Company: Moderna, Inc May 2014 - August 2015
Role: Data Analayst
Norwood, Massachusetts, United States
Responsibilities:
●Applied advanced statistical methods, including hypothesis testing, regression analysis, time series analysis, and survival analysis, to model complex data patterns and make accurate predictions.
●Leveraged Python for statistical modeling and data manipulation, utilizing libraries such as NumPy, SciPy, pandas, and statsmodels to extract meaningful insights and perform complex analyses. Developed custom scripts for data cleaning, transformation, and visualization.
●Utilized SQL to design and execute complex queries for data extraction, transformation, and aggregation, enabling efficient data analysis and reporting. Created and optimized database views and stored procedures to support business intelligence initiatives.
●Conducted statistical experiments, analyzed experimental results, and presented findings to stakeholders, leading to actionable business recommendations. Developed interactive dashboards using Python-based visualization libraries (e.g., Matplotlib, Seaborn) to present insights clearly.
●Utilized statistical software such as R and SAS for advanced statistical modeling and data analysis, integrating results into broader analytical frameworks and reporting systems.
●Collaborated with cross-functional teams to design and implement data collection processes and ensure data quality for statistical analysis. Developed SQL-based data validation checks and Python scripts to automate data quality monitoring.
●Developed and implemented statistical models to solve business problems, including customer segmentation, demand forecasting, and risk assessment. Applied machine learning algorithms in Python to enhance model accuracy and business outcomes.
●Stayed updated with the latest developments in statistical modeling and data analysis techniques, incorporating new methodologies and tools into analytical processes, including advanced Python libraries and SQL techniques.
●Managed ETL pipeline deployments and releases, ensuring smooth deployment with minimal downtime.
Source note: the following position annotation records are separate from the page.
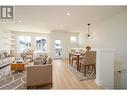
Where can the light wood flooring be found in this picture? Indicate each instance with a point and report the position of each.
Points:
(64, 79)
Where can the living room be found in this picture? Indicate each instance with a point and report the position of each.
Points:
(55, 30)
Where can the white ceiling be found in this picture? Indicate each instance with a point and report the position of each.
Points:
(49, 18)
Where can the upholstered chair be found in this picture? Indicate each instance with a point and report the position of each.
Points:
(89, 61)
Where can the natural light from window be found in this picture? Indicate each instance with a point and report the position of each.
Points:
(73, 39)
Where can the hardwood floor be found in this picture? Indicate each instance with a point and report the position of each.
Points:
(64, 79)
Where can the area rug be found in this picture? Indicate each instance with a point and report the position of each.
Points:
(80, 75)
(13, 80)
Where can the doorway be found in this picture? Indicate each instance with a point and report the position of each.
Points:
(58, 49)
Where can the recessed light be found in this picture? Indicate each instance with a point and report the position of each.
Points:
(68, 14)
(20, 21)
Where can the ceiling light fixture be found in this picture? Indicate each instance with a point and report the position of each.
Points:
(89, 36)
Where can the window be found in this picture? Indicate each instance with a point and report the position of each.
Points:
(24, 42)
(40, 44)
(73, 39)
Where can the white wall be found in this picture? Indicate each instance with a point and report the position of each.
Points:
(64, 36)
(51, 37)
(33, 37)
(5, 40)
(112, 33)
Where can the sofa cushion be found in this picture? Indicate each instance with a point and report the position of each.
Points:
(6, 54)
(2, 55)
(6, 60)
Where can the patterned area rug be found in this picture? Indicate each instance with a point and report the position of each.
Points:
(13, 80)
(80, 75)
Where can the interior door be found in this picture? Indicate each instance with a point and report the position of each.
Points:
(58, 49)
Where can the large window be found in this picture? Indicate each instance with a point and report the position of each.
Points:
(24, 42)
(73, 39)
(40, 44)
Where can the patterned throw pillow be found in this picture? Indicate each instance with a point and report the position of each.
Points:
(36, 62)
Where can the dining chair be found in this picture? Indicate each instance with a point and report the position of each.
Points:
(89, 61)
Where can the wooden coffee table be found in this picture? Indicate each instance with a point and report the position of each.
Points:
(18, 66)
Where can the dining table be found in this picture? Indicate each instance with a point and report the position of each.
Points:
(77, 60)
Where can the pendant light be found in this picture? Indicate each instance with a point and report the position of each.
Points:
(89, 36)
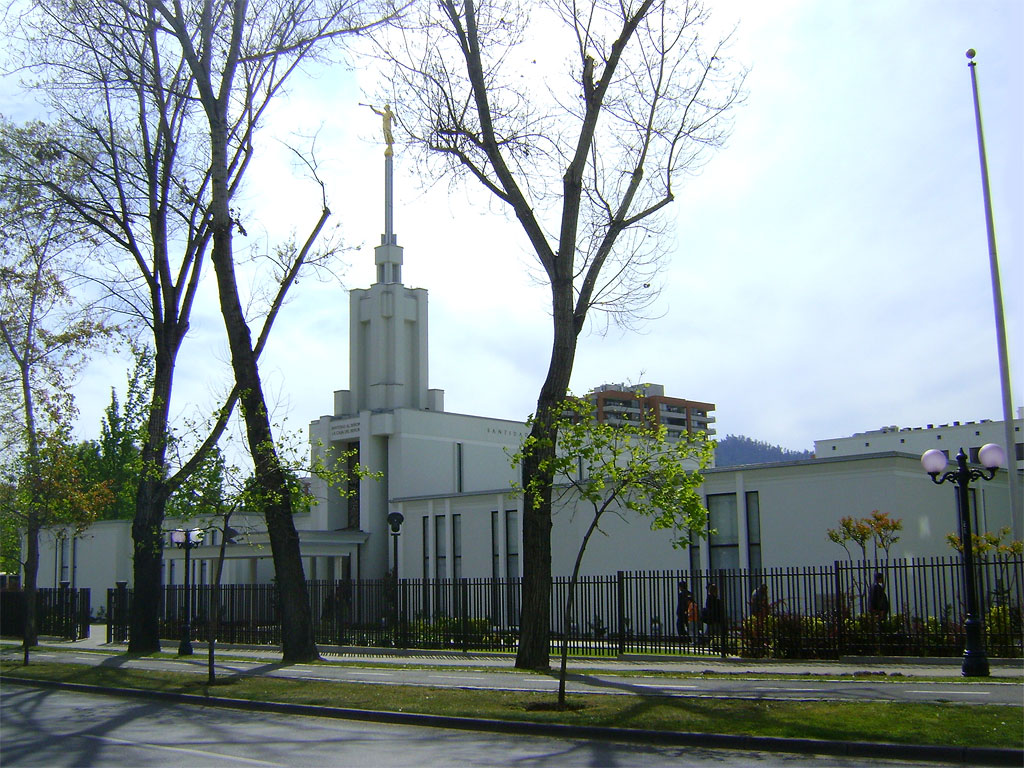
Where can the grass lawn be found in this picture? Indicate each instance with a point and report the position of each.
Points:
(916, 723)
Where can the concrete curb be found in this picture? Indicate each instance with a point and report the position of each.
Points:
(931, 753)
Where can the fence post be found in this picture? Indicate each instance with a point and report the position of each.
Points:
(839, 613)
(621, 599)
(403, 615)
(464, 612)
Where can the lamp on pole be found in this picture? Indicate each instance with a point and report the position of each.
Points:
(186, 540)
(1016, 512)
(991, 457)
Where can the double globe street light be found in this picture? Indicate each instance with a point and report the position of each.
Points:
(991, 457)
(186, 540)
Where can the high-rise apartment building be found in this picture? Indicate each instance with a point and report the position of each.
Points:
(619, 403)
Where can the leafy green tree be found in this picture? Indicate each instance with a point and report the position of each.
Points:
(629, 470)
(879, 528)
(117, 457)
(585, 153)
(170, 97)
(45, 335)
(851, 531)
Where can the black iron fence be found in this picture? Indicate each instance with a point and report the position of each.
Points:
(810, 612)
(60, 611)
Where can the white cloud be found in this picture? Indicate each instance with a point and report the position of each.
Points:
(830, 271)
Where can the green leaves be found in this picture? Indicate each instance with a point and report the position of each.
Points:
(879, 528)
(628, 468)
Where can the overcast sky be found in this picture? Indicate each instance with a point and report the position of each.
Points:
(829, 271)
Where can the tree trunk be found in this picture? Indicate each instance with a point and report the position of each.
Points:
(151, 501)
(297, 629)
(31, 637)
(146, 534)
(535, 628)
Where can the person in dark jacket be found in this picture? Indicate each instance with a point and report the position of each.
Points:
(878, 601)
(714, 617)
(683, 600)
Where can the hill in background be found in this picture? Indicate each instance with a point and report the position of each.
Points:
(734, 450)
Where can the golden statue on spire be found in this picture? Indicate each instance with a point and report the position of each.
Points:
(386, 117)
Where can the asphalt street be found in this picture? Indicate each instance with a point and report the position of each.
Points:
(52, 728)
(826, 687)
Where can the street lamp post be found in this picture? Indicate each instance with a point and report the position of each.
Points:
(186, 540)
(395, 519)
(934, 461)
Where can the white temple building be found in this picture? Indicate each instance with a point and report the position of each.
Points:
(449, 477)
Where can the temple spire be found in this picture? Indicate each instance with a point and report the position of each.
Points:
(388, 255)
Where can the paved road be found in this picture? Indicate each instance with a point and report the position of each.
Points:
(1004, 691)
(55, 729)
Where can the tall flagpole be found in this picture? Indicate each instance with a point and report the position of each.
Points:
(1000, 328)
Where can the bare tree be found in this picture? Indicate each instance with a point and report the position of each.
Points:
(585, 151)
(168, 96)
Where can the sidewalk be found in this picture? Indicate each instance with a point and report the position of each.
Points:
(1009, 670)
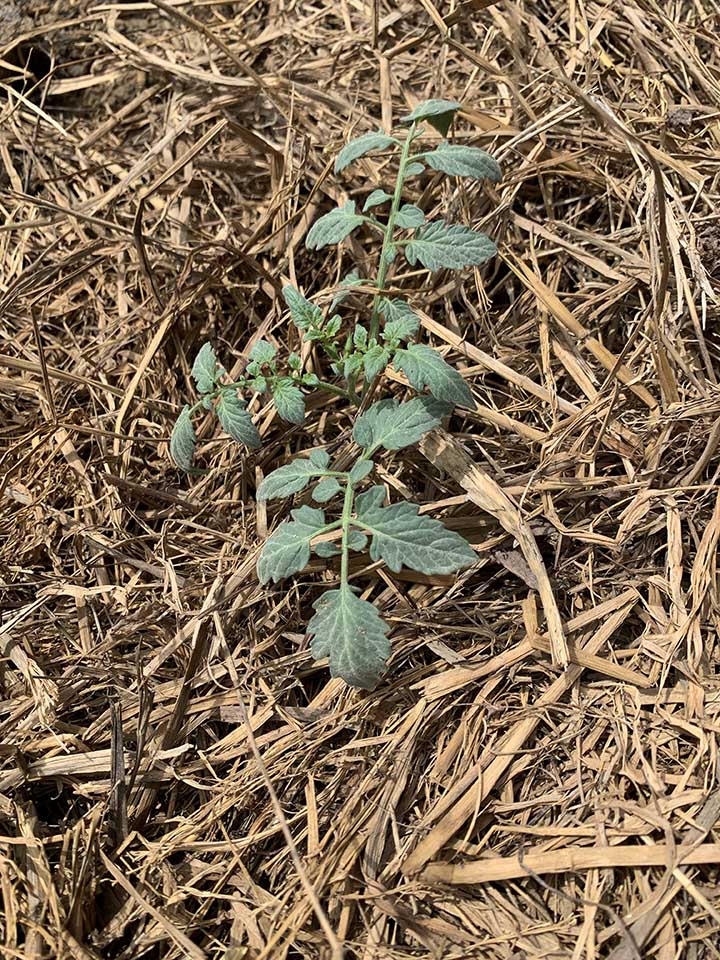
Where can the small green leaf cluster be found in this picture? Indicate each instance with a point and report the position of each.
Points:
(224, 400)
(345, 628)
(356, 351)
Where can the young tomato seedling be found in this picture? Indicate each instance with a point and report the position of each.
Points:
(345, 628)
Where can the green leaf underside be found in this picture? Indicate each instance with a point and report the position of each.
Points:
(460, 161)
(302, 313)
(438, 113)
(204, 369)
(288, 479)
(263, 352)
(425, 368)
(325, 548)
(401, 321)
(440, 245)
(375, 199)
(394, 425)
(361, 146)
(288, 549)
(375, 361)
(403, 537)
(333, 227)
(326, 490)
(352, 634)
(182, 440)
(236, 421)
(289, 401)
(409, 216)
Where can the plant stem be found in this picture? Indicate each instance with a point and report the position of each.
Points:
(345, 523)
(389, 227)
(331, 388)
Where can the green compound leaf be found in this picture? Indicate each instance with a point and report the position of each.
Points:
(326, 549)
(289, 479)
(375, 199)
(361, 146)
(424, 367)
(439, 244)
(289, 401)
(352, 634)
(182, 440)
(262, 352)
(394, 425)
(401, 321)
(357, 540)
(360, 337)
(320, 459)
(205, 369)
(438, 113)
(353, 279)
(333, 227)
(302, 313)
(461, 161)
(288, 549)
(326, 490)
(361, 470)
(375, 361)
(409, 216)
(235, 420)
(402, 537)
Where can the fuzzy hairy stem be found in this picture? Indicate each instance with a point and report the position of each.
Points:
(345, 524)
(389, 228)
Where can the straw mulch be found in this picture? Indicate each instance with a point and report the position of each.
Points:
(178, 777)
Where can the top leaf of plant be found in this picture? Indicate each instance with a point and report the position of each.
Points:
(394, 425)
(461, 161)
(205, 368)
(360, 146)
(438, 113)
(333, 227)
(438, 245)
(352, 634)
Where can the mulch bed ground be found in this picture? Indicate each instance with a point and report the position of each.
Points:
(178, 777)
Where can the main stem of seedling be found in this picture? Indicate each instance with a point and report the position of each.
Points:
(389, 228)
(345, 525)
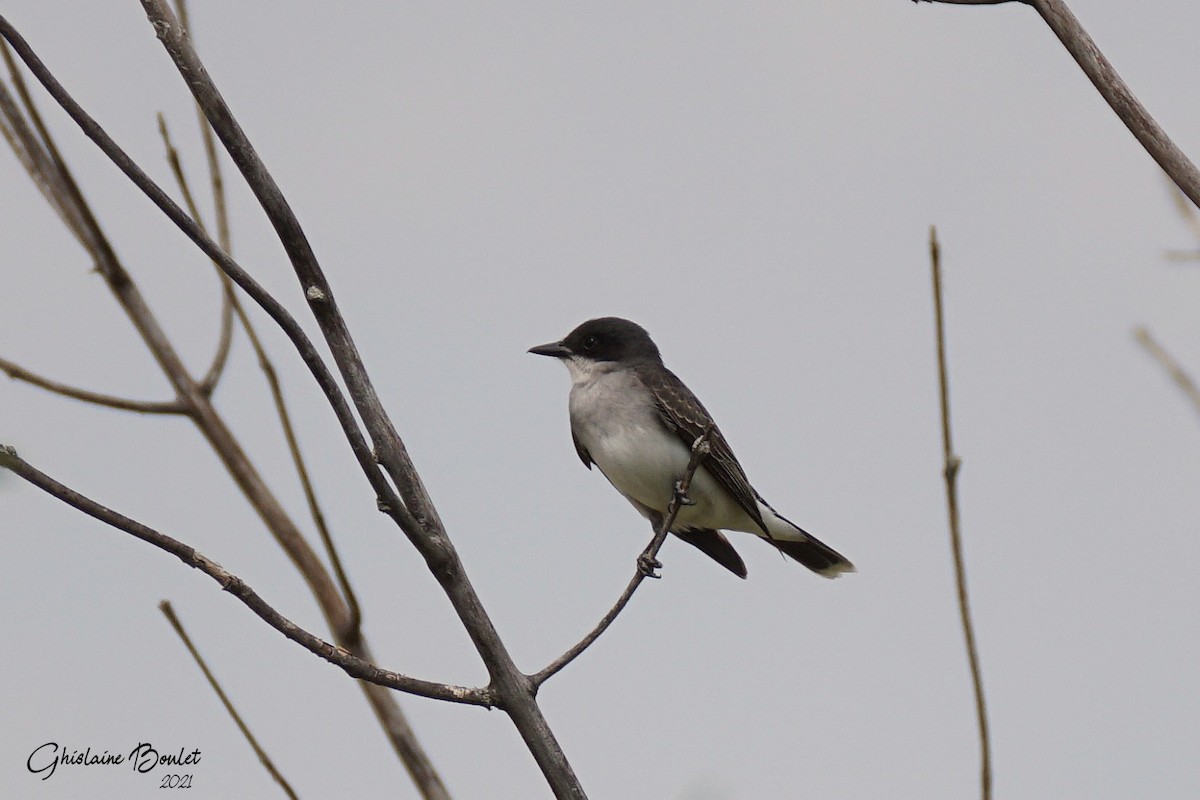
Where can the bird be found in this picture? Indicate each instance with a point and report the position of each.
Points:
(635, 420)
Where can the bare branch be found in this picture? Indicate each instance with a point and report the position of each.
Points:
(1114, 90)
(1173, 367)
(336, 655)
(143, 407)
(177, 215)
(646, 563)
(169, 613)
(951, 473)
(510, 686)
(1099, 71)
(231, 305)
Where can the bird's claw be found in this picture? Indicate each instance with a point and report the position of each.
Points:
(682, 495)
(648, 565)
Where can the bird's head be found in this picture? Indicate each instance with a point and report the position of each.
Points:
(604, 340)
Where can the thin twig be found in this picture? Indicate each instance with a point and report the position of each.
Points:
(1115, 91)
(214, 428)
(270, 305)
(1173, 367)
(210, 154)
(952, 503)
(169, 613)
(239, 589)
(143, 407)
(420, 519)
(645, 561)
(231, 306)
(225, 338)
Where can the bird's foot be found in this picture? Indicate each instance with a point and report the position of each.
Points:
(648, 565)
(682, 495)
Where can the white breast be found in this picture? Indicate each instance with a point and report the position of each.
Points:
(618, 425)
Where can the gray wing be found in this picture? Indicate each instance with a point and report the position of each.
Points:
(684, 414)
(585, 456)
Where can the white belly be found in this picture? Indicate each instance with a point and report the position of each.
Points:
(642, 459)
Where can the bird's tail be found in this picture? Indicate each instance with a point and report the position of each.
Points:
(798, 543)
(816, 555)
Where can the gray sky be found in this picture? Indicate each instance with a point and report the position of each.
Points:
(754, 184)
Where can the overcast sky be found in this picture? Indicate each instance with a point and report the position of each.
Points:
(754, 184)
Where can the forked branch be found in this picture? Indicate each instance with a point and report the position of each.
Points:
(646, 561)
(336, 655)
(1115, 91)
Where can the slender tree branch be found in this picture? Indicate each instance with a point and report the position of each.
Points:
(210, 155)
(511, 687)
(169, 613)
(337, 656)
(353, 630)
(1119, 96)
(64, 193)
(143, 407)
(141, 314)
(37, 154)
(951, 473)
(1188, 212)
(225, 338)
(1173, 367)
(646, 563)
(1104, 77)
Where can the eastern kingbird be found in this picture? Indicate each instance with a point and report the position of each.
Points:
(636, 421)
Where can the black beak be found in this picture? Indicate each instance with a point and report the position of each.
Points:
(553, 349)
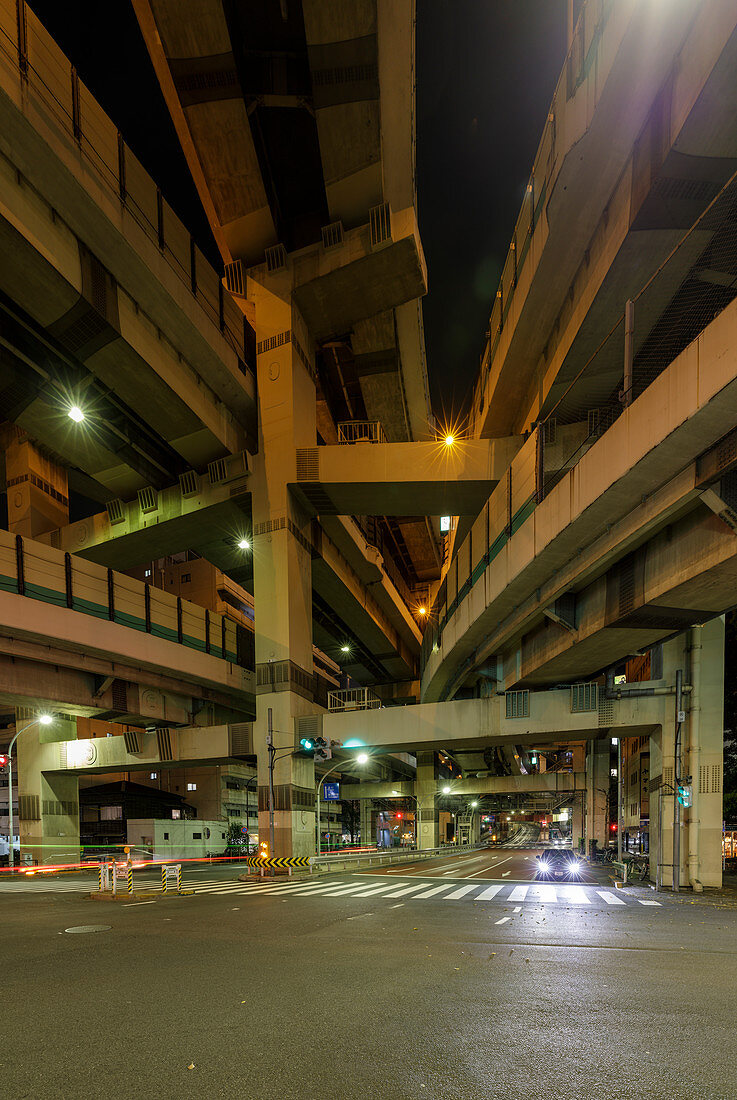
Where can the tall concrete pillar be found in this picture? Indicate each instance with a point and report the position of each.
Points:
(367, 831)
(48, 804)
(426, 788)
(700, 656)
(704, 755)
(597, 785)
(282, 571)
Utilized Python for ETL script development and SQL for data transformation and loading tasks.
●Conducted regular audits and monitoring of ETL pipelines to ensure data quality and compliance with data governance policies. Developed SQL queries and Python scripts for automated pipeline monitoring and alerting.
●Mentored junior team members on ETL best practices, including SQL and Python techniques, fostering knowledge sharing and collaboration. Provided guidance on effective data handling and analysis strategies.
●Utilized Azure Databricks for big data processing and analytics, integrating machine learning models developed in Python for advanced insights and predictions.
Managed Azure resources and services, ensuring compliance with security and governance policies, and optimizing costs through resource utilization analysis. Implemented Python scripts for resource monitoring and optimization.
●Stayed abreast of industry trends and best practices, evaluating and implementing new tools and technologies for ETL pipeline development and maintenance, including advances in Python and SQL.
●Provided timely support and troubleshooting for ETL pipeline issues, minimizing impact on business operations. Developed Python-based tools and SQL queries for efficient issue resolution and root cause analysis.
●Utilized Google Cloud Dataflow for data processing and transformation, integrating machine learning models for real-time analytics and predictions. Applied Python for model integration and data pipeline development.
●Integrated AWS SageMaker into existing machine learning pipelines to streamline model development and deployment. Used Python for model training and evaluation.
●Managed AWS resources using infrastructure as code (IaC) tools like AWS CloudFormation and Terraform, ensuring consistent and reproducible deployments. Developed Python scripts for infrastructure management and automation.
●Managed GCP resources and services, optimizing costs through resource monitoring and utilization analysis, and ensuring compliance with security and governance policies. Used SQL and Python for cost analysis and optimization tasks.